I have a moment to get the final post of this series finished (see my author page for parts 1-5). We went through the basic process of creating Windows Failover Clusters and adding SQL or other Generic Services to a Windows Failover Cluster. Everything that we did in the series so far was done in a lab environment as it was being written, and all of the screenshots have been from those exercises.
This final installment will be no different. Everything presented in this installment is out of the lab and has been built just as it is described. The Windows Failover Cluster is useful for protecting more dynamic forms of data, like SQL or email applications, but there is another type of cluster available in Windows which is more suitable for static forms of data like web services. That is the Network Load Balancing (NLB) cluster. The Failover Cluster will allow the completion of unfinished transactions if a node fails and a different node takes over. NLB does not behave this way. NLB is intended to distribute the load across multiple servers. One thing you will notice about the NLB setup as you run through this blog is that there is no requirement for shared storage. Therefore, the NLB cluster nodes need to be set up the same way, and the setup should remain static. If there was changing data housed on the nodes there would be no fault tolerance since there is no shared storage to handle fail over.
People cluster web front ends in different ways, and many people use dedicated hardware devices such as Kemp’s LoadMaster, F5’s Big-IP, or Cisco’s CSS/ACE devices. A network engineer should determine the suitability of the load balancing methods of each device as it pertains to the application/web service you are working with, and I can’t claim to be an expert in this area.
This blog will outline how to install the Microsoft Network Load Balancing feature in Windows Server 2012. The machine names for the nodes in this cluster will be NLBNODE1 and NLBNODE2, with a Network Load Balancing name of NLBCL.
The prospective NLB nodes must be configured as follows:
- All nodes must be on the same subnet
- All network adapters must use the same mode, multicast or unicast
- If using unicast network adapters must support changes to their MAC addresses
- Network adapters must be configured to use TCP/IP exclusively. No other protocols can be added.
- IP addresses assigned to the network adapters must be static. DHCP is not supported.
Now we can begin testing. The URL https://nlbcl/cltest was entered in a browser and the page came up as expected, showing the name of the cluster node that is serving the content.
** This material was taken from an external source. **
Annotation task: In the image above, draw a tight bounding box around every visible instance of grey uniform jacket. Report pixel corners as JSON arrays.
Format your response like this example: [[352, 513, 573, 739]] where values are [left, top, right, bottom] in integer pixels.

I closed the browser several times, but it just kept hitting the same cluster node, NLBNODE2. If you review the settings that we made while configuring the cluster there was a setting on the Port Rules screen named Affinity. It is set to Single by default, and we selected the default settings on the page.
Single Affinity directs subsequent requests from the same host to the same cluster node. This is the setting that must be used when applications need to maintain user state information, such as when your cluster nodes are hosting HTTPS traffic. If your application is stateless then you can use the Affinity setting of None. This will allow the cluster to randomly select the node that will serve the content.
Right click the cluster name in the NLB Manager console and select Cluster Properties from the context menu. In the cluster properties dialog select the Port Rules tab, select the rule that was created when you set up the cluster, and click Edit. Here you can select None from the Multiple Host frame of the Filtering section. Save your changes and try accessing the page multiple times as we did before. Now you should notice that you are directed randomly to different nodes.
That is the basic setup of a Microsoft NLB cluster. As I said at the beginning, NLB clusters are not used for applications that handle dynamic data like database transactions or email. The Failover Clusters that we looked at earlier are better suited to those types of applications. The NLB cluster is meant for web based content that is more static in nature.
I hope that this series has been helpful to someone out there. I wanted to try to collect information and present it in one place. I thought that might make it easier for people to start with some clustering exercises to see how the technology might work in their environments.